This document describes the current state of PersistentVolumes
in Kubernetes. Familiarity with volumes is suggested.
Managing storage is a distinct problem from managing compute. The PersistentVolume
subsystem provides an API for users and administrators that abstracts details of how storage is provided from how it is consumed. To do this we introduce two new API resources: PersistentVolume
and PersistentVolumeClaim
.
A PersistentVolume
(PV) is a piece of networked storage in the cluster that has been provisioned by an administrator. It is a resource in the cluster just like a node is a cluster resource. PVs are volume plugins like Volumes, but have a lifecycle independent of any individual pod that uses the PV. This API object captures the details of the implementation of the storage, be that NFS, iSCSI, or a cloud-provider-specific storage system.
A PersistentVolumeClaim
(PVC) is a request for storage by a user. It is similar to a pod. Pods consume node resources and PVCs consume PV resources. Pods can request specific levels of resources (CPU and Memory). Claims can request specific size and access modes (e.g, can be mounted once read/write or many times read-only).

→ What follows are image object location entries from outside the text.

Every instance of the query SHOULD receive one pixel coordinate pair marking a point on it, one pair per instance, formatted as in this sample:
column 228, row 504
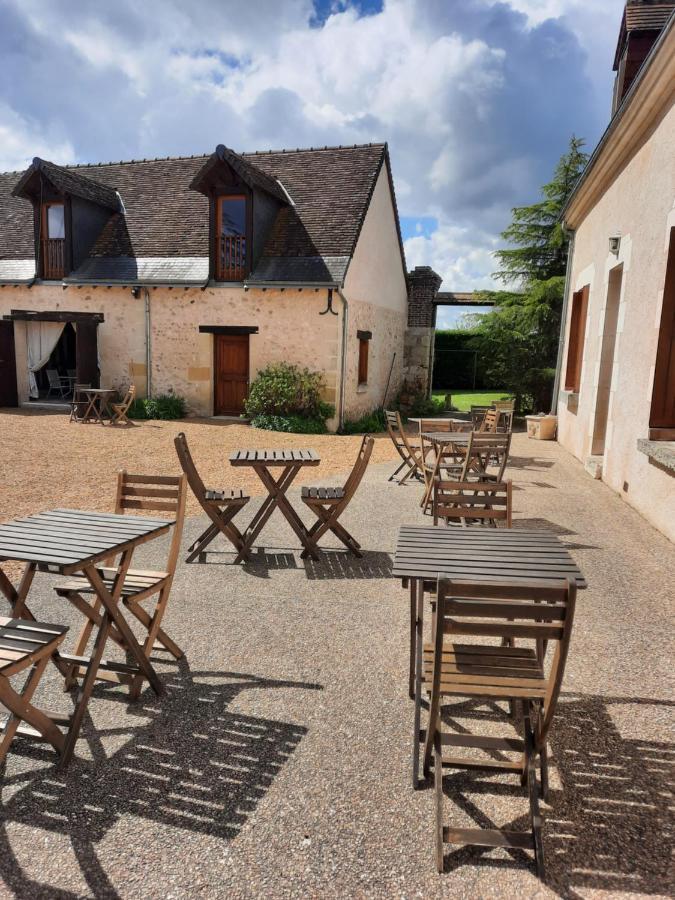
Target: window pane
column 232, row 215
column 55, row 222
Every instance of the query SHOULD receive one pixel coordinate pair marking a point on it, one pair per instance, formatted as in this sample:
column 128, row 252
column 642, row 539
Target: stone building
column 616, row 409
column 188, row 275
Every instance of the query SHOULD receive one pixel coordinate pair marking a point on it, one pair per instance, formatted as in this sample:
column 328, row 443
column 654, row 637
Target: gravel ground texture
column 278, row 764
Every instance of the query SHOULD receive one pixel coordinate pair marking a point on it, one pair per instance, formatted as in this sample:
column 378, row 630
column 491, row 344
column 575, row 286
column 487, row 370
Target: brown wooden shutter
column 663, row 396
column 575, row 348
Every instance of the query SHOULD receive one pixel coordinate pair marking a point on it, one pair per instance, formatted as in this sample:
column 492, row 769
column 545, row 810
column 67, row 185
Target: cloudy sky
column 476, row 98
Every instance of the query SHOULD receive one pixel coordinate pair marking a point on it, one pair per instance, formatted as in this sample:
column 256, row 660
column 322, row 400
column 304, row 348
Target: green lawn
column 464, row 400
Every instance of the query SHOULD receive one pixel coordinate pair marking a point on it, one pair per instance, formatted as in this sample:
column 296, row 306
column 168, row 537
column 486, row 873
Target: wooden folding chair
column 486, row 457
column 328, row 504
column 407, row 449
column 472, row 502
column 220, row 506
column 120, row 410
column 490, row 421
column 498, row 673
column 78, row 403
column 156, row 493
column 25, row 644
column 477, row 415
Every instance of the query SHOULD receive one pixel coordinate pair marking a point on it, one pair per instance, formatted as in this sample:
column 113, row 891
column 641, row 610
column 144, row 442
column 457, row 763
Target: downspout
column 343, row 358
column 563, row 320
column 148, row 344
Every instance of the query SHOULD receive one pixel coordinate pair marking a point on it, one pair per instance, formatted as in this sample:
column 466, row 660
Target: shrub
column 165, row 406
column 292, row 424
column 282, row 389
column 371, row 423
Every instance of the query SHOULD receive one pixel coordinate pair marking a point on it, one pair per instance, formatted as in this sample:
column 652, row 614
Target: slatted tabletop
column 447, row 437
column 67, row 538
column 274, row 458
column 487, row 554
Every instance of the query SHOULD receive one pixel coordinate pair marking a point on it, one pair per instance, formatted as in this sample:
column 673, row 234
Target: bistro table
column 68, row 541
column 478, row 553
column 457, row 424
column 290, row 462
column 98, row 403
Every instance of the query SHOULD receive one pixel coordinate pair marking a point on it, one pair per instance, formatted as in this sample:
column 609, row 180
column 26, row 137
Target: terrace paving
column 278, row 763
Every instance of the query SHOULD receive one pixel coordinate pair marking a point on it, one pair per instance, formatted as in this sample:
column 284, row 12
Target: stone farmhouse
column 616, row 409
column 191, row 274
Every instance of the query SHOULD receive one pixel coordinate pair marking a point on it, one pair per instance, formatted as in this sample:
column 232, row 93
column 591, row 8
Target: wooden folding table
column 67, row 542
column 481, row 553
column 290, row 462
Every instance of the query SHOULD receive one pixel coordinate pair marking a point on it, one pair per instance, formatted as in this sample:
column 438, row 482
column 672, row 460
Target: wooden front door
column 8, row 393
column 230, row 374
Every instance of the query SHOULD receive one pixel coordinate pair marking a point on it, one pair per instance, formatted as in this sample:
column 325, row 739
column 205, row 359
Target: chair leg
column 149, row 643
column 533, row 792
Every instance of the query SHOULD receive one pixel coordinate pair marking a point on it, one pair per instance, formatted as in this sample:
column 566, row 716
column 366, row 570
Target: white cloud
column 463, row 257
column 476, row 100
column 21, row 140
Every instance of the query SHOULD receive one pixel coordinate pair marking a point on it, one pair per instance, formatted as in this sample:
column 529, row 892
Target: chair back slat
column 472, row 501
column 486, row 450
column 490, row 420
column 155, row 493
column 529, row 610
column 359, row 468
column 189, row 468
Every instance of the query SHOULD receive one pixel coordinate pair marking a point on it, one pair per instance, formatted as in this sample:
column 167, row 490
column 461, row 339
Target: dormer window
column 53, row 241
column 231, row 247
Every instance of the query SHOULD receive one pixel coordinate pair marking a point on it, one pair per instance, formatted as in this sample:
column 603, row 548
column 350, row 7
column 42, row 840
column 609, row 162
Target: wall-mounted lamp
column 614, row 244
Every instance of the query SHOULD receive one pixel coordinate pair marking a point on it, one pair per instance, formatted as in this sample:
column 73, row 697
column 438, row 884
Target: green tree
column 518, row 339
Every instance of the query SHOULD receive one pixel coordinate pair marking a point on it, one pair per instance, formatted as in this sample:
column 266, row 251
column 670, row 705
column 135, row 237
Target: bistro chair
column 407, row 449
column 490, row 420
column 25, row 644
column 477, row 416
column 220, row 506
column 120, row 410
column 151, row 493
column 472, row 502
column 328, row 504
column 496, row 674
column 56, row 383
column 79, row 402
column 486, row 456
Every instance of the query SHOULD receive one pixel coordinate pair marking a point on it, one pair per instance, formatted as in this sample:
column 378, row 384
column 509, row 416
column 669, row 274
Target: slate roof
column 163, row 219
column 69, row 181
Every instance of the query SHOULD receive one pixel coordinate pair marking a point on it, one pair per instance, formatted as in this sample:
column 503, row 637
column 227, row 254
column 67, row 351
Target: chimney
column 642, row 23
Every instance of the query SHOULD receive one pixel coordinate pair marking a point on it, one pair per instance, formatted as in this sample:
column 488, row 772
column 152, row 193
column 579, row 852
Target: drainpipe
column 343, row 360
column 148, row 344
column 563, row 319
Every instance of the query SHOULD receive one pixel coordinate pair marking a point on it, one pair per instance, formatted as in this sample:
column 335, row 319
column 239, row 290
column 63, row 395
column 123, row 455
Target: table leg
column 287, row 510
column 110, row 602
column 419, row 648
column 17, row 600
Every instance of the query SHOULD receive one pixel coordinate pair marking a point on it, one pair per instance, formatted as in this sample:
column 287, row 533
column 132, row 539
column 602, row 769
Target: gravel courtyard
column 278, row 762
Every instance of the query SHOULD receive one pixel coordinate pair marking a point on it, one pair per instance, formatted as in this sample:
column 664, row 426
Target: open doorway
column 56, row 378
column 607, row 349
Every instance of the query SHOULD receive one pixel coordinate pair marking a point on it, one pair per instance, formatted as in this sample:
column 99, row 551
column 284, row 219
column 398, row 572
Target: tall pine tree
column 518, row 339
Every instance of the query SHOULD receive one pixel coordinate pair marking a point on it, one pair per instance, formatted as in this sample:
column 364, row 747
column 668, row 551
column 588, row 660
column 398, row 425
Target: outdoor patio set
column 501, row 598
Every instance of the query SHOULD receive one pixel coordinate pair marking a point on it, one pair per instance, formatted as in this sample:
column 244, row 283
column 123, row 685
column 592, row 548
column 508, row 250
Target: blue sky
column 477, row 98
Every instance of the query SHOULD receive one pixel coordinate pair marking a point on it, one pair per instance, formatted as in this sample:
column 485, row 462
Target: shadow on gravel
column 196, row 766
column 606, row 827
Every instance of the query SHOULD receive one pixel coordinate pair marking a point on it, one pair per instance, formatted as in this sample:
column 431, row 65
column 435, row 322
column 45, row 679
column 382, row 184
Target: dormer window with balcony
column 243, row 205
column 52, row 241
column 231, row 242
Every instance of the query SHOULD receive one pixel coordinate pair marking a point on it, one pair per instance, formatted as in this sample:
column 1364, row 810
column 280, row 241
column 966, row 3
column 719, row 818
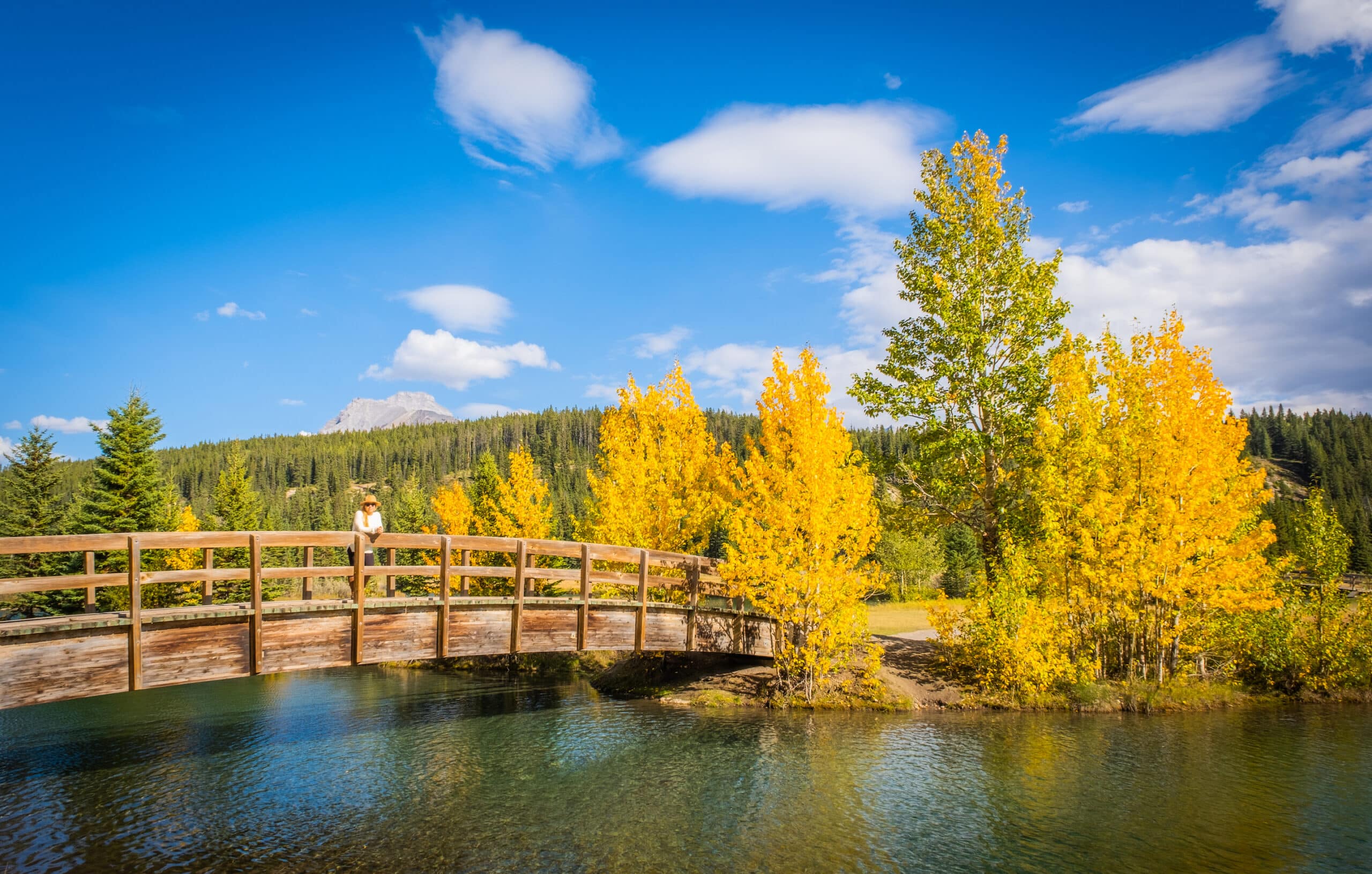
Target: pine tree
column 239, row 508
column 129, row 491
column 29, row 507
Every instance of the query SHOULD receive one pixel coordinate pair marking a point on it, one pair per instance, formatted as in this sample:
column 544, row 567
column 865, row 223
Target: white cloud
column 601, row 392
column 1311, row 26
column 456, row 361
column 1209, row 92
column 863, row 157
column 77, row 424
column 655, row 345
column 484, row 410
column 460, row 308
column 232, row 309
column 516, row 96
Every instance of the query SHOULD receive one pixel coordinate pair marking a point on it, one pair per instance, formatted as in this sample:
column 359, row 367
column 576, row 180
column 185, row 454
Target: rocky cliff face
column 405, row 408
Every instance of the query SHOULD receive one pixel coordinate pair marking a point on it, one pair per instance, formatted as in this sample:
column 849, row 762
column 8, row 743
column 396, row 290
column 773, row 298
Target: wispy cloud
column 460, row 308
column 77, row 424
column 231, row 310
column 655, row 345
column 863, row 157
column 456, row 363
column 1205, row 94
column 518, row 98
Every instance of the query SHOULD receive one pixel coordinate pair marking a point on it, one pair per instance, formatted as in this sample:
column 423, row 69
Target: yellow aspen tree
column 806, row 519
column 179, row 594
column 663, row 482
column 1149, row 511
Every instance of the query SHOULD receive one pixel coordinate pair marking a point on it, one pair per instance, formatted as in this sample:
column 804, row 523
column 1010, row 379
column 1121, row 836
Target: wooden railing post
column 518, row 610
column 445, row 570
column 135, row 618
column 584, row 612
column 207, row 586
column 359, row 597
column 256, row 619
column 692, row 600
column 90, row 559
column 308, row 584
column 641, row 626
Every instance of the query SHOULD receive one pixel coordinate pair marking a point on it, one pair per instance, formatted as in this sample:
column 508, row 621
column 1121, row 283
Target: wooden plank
column 176, row 654
column 207, row 586
column 135, row 618
column 313, row 640
column 445, row 585
column 359, row 596
column 256, row 582
column 64, row 664
column 585, row 572
column 694, row 600
column 641, row 626
column 519, row 596
column 16, row 585
column 548, row 629
column 308, row 582
column 90, row 570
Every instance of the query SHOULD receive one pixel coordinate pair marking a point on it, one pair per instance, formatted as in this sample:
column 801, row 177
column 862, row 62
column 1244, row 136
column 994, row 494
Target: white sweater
column 364, row 523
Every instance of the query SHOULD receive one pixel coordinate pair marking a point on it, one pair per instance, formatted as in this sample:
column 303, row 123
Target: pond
column 407, row 770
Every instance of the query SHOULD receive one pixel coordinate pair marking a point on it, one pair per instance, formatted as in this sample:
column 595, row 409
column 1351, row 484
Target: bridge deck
column 58, row 658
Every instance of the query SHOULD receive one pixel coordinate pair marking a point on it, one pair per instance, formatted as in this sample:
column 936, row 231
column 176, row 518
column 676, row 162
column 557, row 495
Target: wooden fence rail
column 55, row 658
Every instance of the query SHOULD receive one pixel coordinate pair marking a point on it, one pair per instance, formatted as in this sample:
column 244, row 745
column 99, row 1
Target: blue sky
column 257, row 214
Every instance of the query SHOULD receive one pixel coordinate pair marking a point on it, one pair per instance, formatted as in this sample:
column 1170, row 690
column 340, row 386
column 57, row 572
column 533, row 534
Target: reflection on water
column 391, row 770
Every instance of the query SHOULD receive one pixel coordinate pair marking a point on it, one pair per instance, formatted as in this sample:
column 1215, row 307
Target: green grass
column 898, row 616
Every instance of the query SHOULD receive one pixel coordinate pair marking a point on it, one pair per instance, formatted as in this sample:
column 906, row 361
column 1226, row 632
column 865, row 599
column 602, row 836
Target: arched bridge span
column 659, row 601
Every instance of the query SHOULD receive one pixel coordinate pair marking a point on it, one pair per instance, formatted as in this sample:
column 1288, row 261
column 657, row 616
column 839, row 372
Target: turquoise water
column 394, row 770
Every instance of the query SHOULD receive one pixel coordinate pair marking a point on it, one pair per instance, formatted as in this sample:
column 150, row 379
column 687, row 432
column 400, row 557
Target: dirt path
column 909, row 669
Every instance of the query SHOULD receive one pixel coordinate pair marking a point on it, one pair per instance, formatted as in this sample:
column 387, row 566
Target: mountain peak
column 404, row 408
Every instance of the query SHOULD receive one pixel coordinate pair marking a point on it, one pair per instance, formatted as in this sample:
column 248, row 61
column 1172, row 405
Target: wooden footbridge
column 669, row 601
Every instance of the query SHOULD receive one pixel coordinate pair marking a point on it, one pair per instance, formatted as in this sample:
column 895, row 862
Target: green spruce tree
column 29, row 507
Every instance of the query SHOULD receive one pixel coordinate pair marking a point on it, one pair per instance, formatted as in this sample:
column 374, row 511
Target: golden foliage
column 663, row 482
column 806, row 519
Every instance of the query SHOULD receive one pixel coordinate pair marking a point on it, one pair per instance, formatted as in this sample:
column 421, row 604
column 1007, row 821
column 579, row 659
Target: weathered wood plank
column 256, row 586
column 301, row 641
column 64, row 664
column 400, row 634
column 548, row 629
column 177, row 654
column 479, row 630
column 611, row 628
column 135, row 618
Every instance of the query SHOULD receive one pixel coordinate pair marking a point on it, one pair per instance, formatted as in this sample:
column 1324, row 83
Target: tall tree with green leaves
column 128, row 491
column 238, row 507
column 29, row 507
column 971, row 370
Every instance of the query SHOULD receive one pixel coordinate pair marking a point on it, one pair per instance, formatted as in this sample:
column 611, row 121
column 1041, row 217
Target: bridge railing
column 450, row 555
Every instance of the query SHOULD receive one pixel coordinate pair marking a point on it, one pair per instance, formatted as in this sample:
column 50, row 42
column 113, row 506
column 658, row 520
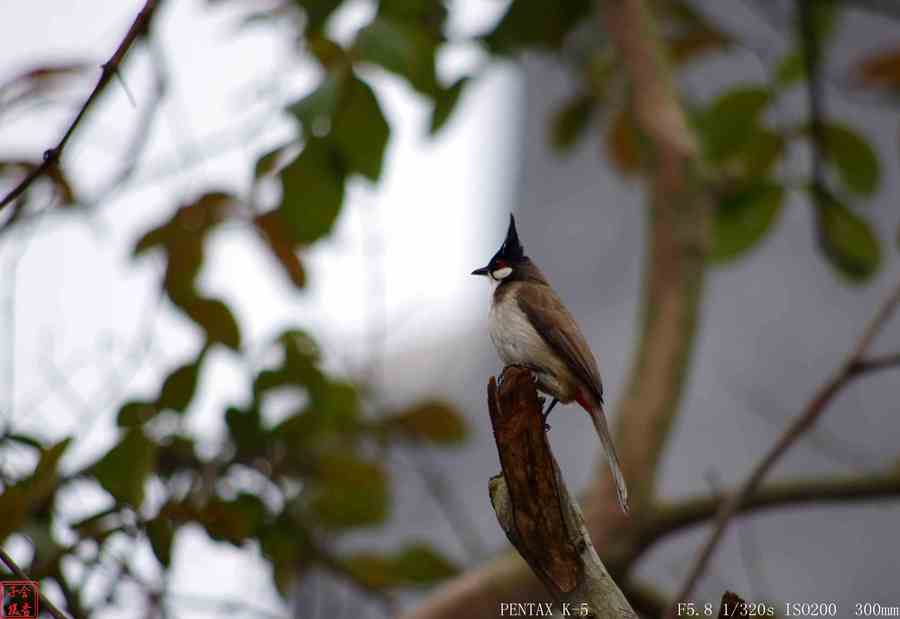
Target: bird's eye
column 501, row 273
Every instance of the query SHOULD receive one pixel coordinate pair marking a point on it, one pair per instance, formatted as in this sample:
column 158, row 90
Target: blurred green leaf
column 401, row 48
column 286, row 543
column 176, row 454
column 245, row 429
column 731, row 121
column 349, row 492
column 316, row 110
column 124, row 469
column 179, row 387
column 313, row 190
column 233, row 521
column 21, row 497
column 216, row 319
column 570, row 121
column 272, row 227
column 444, row 104
column 743, row 218
column 161, row 533
column 360, row 129
column 623, row 143
column 135, row 413
column 846, row 239
column 790, row 70
column 761, row 152
column 432, row 421
column 853, row 157
column 317, row 13
column 418, row 564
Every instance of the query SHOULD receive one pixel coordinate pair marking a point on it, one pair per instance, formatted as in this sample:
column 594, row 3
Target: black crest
column 512, row 249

While PersistentVolumeClaims
allow a user to consume abstract storage
resources, it is common that users need PersistentVolumes
with varying
properties, such as performance, for different problems. Cluster administrators
need to be able to offer a variety of PersistentVolumes
that differ in more
ways than just size and access modes, without exposing users to the details of
how those volumes are implemented. For these needs there is the StorageClass
resource.
A StorageClass
provides a way for administrators to describe the “classes” of
storage they offer. Different classes might map to quality-of-service levels,
or to backup policies, or to arbitrary policies determined by the cluster
administrators. Kubernetes itself is unopinionated about what classes
represent. This concept is sometimes called “profiles” in other storage
systems.
Please see the detailed walkthrough with working examples.
PVs are resources in the cluster. PVCs are requests for those resources and also act as claim checks to the resource. The interaction between PVs and PVCs follows this lifecycle:
There are two ways PVs may be provisioned: statically or dynamically.
A cluster administrator creates a number of PVs. They carry the details of the real storage which is available for use by cluster users. They exist in the Kubernetes API and are available for consumption.
When none of the static PVs the administrator created matches a user’s PersistentVolumeClaim
, the cluster may try to dynamically provision a volume specially for the PVC. This provisioning is based on StorageClasses
: the PVC must request a class and the administrator must have created and configured that class in order for dynamic provisioning to occur. Claims that request the class ""
effectively disable dynamic provisioning for themselves.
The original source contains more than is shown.